È diventata una partita su più fronti quella che riguarda Cipro: c'è il fronte interno, con il governo Anastasiades che deve trovare i 5,8 miliardi di euro di garanzia per l'Europa senza il prelievo sui conti correnti, poi c'è quello continentale, con le autorità dell'Ue che parlano di "rischio epidemia" in arrivo da Cipro; infine c'è il fronte aperto tra Europa e Russia, che può destabilizzare ulteriormente la situazione.

Andiamo con ordine: nel pomeriggio a Nicosia il premier Anastasiades incontrerà i leader di tutte le forze politiche per illustrare loro i risultati della riunione-fiume di questa notte in cui il governo ha messo a punto un piano alternativo che possa incontrare il gradimento della Troika. È probabile che sia scongiurato il rischio di prelievo forzoso sui conti correnti: dovrebbero essere sicuramente salvi quelli al di sotto dei 100.000 euro, ma è possibile che sia la misura stessa a saltare. In alternativa, il governo starebbe pensando a un fondo di solidarietà i cui dettagli non sono però ancora stati resi noti, per ora si sa solo che si impegneranno i beni dello Stato. Esclusa comunque la rinegoziazione dell'accordo con l'Europa. Per il momento però le banche e la Borsa di Cipro resteranno chiuse fino a martedì prossimo.

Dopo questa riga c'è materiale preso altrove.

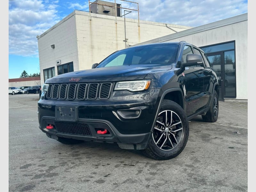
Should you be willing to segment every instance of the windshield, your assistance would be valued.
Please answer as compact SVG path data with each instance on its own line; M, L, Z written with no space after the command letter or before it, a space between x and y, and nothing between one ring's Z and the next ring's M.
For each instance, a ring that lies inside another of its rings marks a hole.
M169 65L174 62L178 44L131 47L117 52L102 61L97 68L130 65Z

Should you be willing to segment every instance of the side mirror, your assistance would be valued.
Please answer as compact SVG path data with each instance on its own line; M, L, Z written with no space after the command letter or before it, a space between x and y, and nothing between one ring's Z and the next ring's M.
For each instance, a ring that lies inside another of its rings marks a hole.
M96 68L96 67L97 67L98 65L99 65L99 63L94 63L94 64L92 65L92 68L94 69L95 68Z
M203 63L202 56L199 54L188 54L187 55L187 63L182 64L182 67L189 67Z

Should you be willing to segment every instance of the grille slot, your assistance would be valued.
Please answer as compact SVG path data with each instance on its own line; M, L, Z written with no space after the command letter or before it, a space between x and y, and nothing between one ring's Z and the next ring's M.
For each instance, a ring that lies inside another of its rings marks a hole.
M72 100L75 99L76 94L76 84L70 84L68 86L68 99Z
M98 83L91 83L89 85L87 99L95 99L97 98L98 85Z
M49 84L46 98L49 100L93 100L109 99L112 83Z
M62 84L60 85L60 99L65 99L67 95L67 87L68 85L67 84Z
M52 88L52 99L57 99L58 97L58 91L60 85L55 84L53 85Z
M88 124L79 123L69 123L55 122L55 128L58 132L64 133L81 135L91 135Z
M83 100L85 99L86 85L86 83L81 83L78 85L76 99L78 100Z
M101 99L108 99L110 95L110 90L112 84L110 83L104 83L100 85L99 98Z
M52 96L52 85L50 84L48 87L48 90L47 91L47 94L46 95L46 98L50 99Z

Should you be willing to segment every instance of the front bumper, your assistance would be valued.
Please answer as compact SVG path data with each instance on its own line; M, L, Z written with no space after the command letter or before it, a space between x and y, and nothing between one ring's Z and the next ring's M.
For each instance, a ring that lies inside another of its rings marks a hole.
M123 148L145 148L158 106L159 90L149 89L132 95L127 91L118 91L109 100L100 101L47 100L43 92L38 102L39 127L47 136L55 139L62 137L116 142ZM60 120L61 118L56 115L56 106L76 109L76 117L71 121ZM131 109L139 111L139 115L131 118L120 115L120 111ZM50 124L53 128L46 128ZM105 130L106 133L98 133Z

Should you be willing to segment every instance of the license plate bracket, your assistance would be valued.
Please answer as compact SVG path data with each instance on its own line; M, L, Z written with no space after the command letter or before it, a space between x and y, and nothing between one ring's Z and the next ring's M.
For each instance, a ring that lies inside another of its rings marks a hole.
M55 119L56 121L77 121L78 108L76 107L56 106L55 107Z

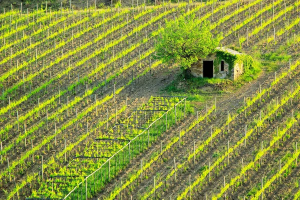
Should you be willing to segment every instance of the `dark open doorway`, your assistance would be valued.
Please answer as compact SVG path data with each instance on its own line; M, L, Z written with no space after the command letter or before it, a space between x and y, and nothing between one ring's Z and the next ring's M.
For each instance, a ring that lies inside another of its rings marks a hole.
M214 76L214 60L203 60L203 78Z
M221 71L224 71L224 60L221 61Z

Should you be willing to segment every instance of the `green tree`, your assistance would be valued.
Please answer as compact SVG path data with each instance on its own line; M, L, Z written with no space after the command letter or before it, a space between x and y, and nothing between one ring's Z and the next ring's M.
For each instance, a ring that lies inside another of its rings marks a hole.
M214 52L220 40L222 33L214 37L210 26L208 22L200 23L194 16L166 22L155 45L154 58L164 63L179 63L184 76L190 78L192 64Z

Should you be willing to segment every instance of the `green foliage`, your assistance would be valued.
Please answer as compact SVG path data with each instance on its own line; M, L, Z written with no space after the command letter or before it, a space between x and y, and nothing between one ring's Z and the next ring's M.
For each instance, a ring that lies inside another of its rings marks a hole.
M163 62L179 62L183 70L190 68L198 58L213 52L219 44L221 35L214 38L210 26L207 21L200 24L194 16L189 20L180 16L167 22L156 44L154 58Z
M250 56L245 54L234 55L229 52L217 50L217 59L224 60L228 64L230 73L236 63L242 64L244 73L250 71L252 68L253 58Z

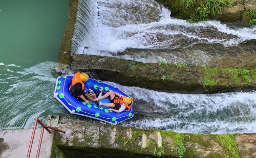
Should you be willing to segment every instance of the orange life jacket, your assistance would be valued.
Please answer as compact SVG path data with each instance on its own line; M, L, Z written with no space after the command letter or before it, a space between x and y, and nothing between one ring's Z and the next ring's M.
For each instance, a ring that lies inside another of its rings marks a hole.
M114 98L113 103L115 105L117 105L120 108L121 108L121 104L124 104L124 106L126 107L124 111L129 111L131 109L131 107L132 107L132 102L130 104L127 105L126 103L124 103L124 102L123 102L123 97L115 96Z
M78 72L75 73L74 76L73 76L72 80L71 81L71 84L69 86L69 90L71 94L73 95L77 95L76 93L75 88L74 87L75 84L77 83L80 83L82 85L82 90L84 90L84 85L83 82L80 79L79 76L81 73Z

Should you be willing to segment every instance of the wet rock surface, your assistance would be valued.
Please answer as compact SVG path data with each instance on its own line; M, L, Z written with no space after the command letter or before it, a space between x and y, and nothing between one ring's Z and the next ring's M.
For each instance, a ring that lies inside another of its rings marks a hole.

Sul fronte europeo, il presidente dell'Eurogruppo Jeroen Dijsselbloem in un'audizione all'Europarlamento si è difeso dalle accuse piovutegli addosso per la questione del prelievo forzoso. Dijsselbloem ha spiegato che la situazione cipriota è eccezionale visto il peso del sistema bancario (pari a otto volte il Pil) e per questo il provvedimento non sarà replicato in altri paesi. Ha poi negato di aver proposto il prelievo forzoso, dicendo anzi di aver sempre escluso che i conti correnti al di sotto dei 100.000 euro dovessero essere interessati dalla misura. L'Ue, ribadendo che tocca al governo cipriota trovare i provvedimenti adatti, starebbe però pensando al modo di evitare la fuga di capitali non appena gli istituti di credito riapriranno. C'è però anche chi dà già per scontato il fallimento del piano di soccorsi, e quindi pensa al dopo, cioè all'uscita di Cipro dall'euro. Sarebbe il primo caso con conseguente rischio "epidemia". Intanto la Bce ha garantito liquidità solo fino a lunedì 25.

Infine c'è la Russia. Il paese, che ha molti interessi finanziari nell'isola, ha minacciato l'Europa di prendere seri provvedimenti se la soluzione adottata con Cipro finirà per ledere i capitali russi. "Seri provvedimenti" che consistono nel rivedere la quota in euro delle riserve finanziarie russe, che al momento ammontano al 41-42%. Una revisione al ribasso di questa quota destabilizzerebbe la moneta unica. Inoltre, il premier russo Medvedev ha minacciato anche il ritiro dei capitali di Mosca da Cipro, cancellando il trattato con Nicosia. Oggi il ministro delle finanze cipriota è a colloquio con il suo omologo russo per discutere la possibilità di un prestito ma anche di cooperazione nel settore bancario ed energetico.